On 23 March 1995, Free the Bears Fund was registered as a not-for-profit charitable organization in Perth, Australia. A UK charity - Free the Bears UK (charities number 1135682) - was formed in 2010 and in 2018 the Australian charity adjusted its constitution to that of a public company limited by guarantee, collectively making up the global group Free the Bears.

The organization fought for several of the Sun bears to be brought to Australia to start a regional breeding program as Free the Bears began construction of the Cambodian Bear Sanctuary at the Phnom Tamao Wildlife Rescue Centre.

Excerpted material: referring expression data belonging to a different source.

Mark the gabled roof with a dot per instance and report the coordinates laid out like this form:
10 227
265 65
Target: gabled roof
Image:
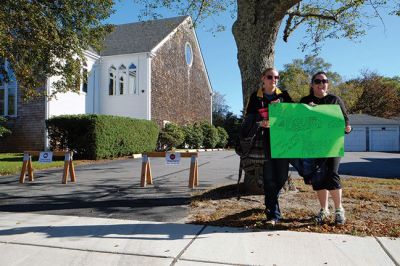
139 37
363 119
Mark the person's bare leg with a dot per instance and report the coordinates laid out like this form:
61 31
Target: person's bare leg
337 198
323 198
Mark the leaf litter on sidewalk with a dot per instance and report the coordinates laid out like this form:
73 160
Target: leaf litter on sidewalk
371 204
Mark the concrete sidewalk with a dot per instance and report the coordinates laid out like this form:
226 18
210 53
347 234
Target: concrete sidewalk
37 239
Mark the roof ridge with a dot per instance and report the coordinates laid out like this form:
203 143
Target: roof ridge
153 20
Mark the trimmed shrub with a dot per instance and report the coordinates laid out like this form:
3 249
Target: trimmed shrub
171 136
222 137
193 136
210 134
101 136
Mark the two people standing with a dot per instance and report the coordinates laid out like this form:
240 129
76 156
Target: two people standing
275 171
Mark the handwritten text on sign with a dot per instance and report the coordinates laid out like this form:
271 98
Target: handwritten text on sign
303 131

This is now the world's largest sanctuary for Sun bears, educating hundreds of thousands of Cambodians about the threats facing their wild bear populations each year.

Further requests for help arrived, and Free the Bears was soon involved in projects throughout Southeast Asia and further afield. Free the Bears joined Wildlife SOS and International Animal Rescue in an attempt to rescue India's "dancing" bears. The first group of 25 rescued bears entered the Agra Bear Rescue Facility on Christmas Eve, 2002. Over the next seven years, Free the Bears provided seed money for more than 500 families to abandon the practice of "dancing" bears and adopt new sustainable livelihoods. Less than seven years after the first "dancing" bears were rescued, the last of India's "dancing" bears were handed over to the sanctuary.

The Free the Bears supports animal welfare projects in Cambodia, India, Indonesia, Laos, Thailand and Vietnam, working with rescued and confiscated Asian black bear (Ursus thibetanus), sun bear (Helarctos malayanus), and sloth bear (Melursus ursinus). A sister charity, Free the Bears UK was established in the United Kingdom in 2010.